Tea with Florence vs Wallflower
Tea with Florence (Little Greene) and Wallflower (Sherwin-Williams) come from different manufacturers. Hue-wise, Tea with Florence belongs to the blue family and Wallflower to the grey family. The 46-point LRV gap — 64 for Wallflower vs 18 for Tea with Florence — means Wallflower will open up a space more effectively. Where Tea with Florence leans blue, Wallflower reads cool — a distinction that shifts noticeably depending on the light source and surrounding finishes. A ΔE of 38.1 puts these firmly in different territory — two distinct design choices rather than close alternatives. Below you'll find 1 real-room photo comparison where both colors appear side by side, plus 5 simulated room previews.
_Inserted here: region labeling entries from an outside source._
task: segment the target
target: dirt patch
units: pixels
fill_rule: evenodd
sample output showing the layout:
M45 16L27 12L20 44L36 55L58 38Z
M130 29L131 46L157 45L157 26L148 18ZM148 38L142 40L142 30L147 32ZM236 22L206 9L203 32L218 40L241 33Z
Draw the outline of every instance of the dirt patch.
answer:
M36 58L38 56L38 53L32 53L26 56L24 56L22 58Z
Tea with Florence vs Wallflower in Real Spaces
1 real room side by side. Seeing Tea with Florence and Wallflower in actual rooms makes the difference concrete; browse the spaces below to get a feel for how each color lives on a wall.
House
A full exterior is the most demanding test for a paint color — scale and outdoor light both amplify differences that seem small on a swatch. Wallflower returns significantly more light to the room — in a smaller or darker space, that difference in perceived brightness is hard to miss.
Color Details
Tea with Florence vs Wallflower Simulated Comparison
5 simulated room previews — drag the slider on each to see Tea with Florence on one side and Wallflower on the other.
Digital color is approximate. These simulations are generated from the manufacturer's hex values and overlaid on grayscale room photos — your screen's calibration, brightness, and viewing angle all affect how they render. Before committing to either color, test physical samples in your own space under the light you actually live with.
More Tea with Florence comparisons
See how Tea with Florence stacks up against other well-photographed colors across different brands and tones.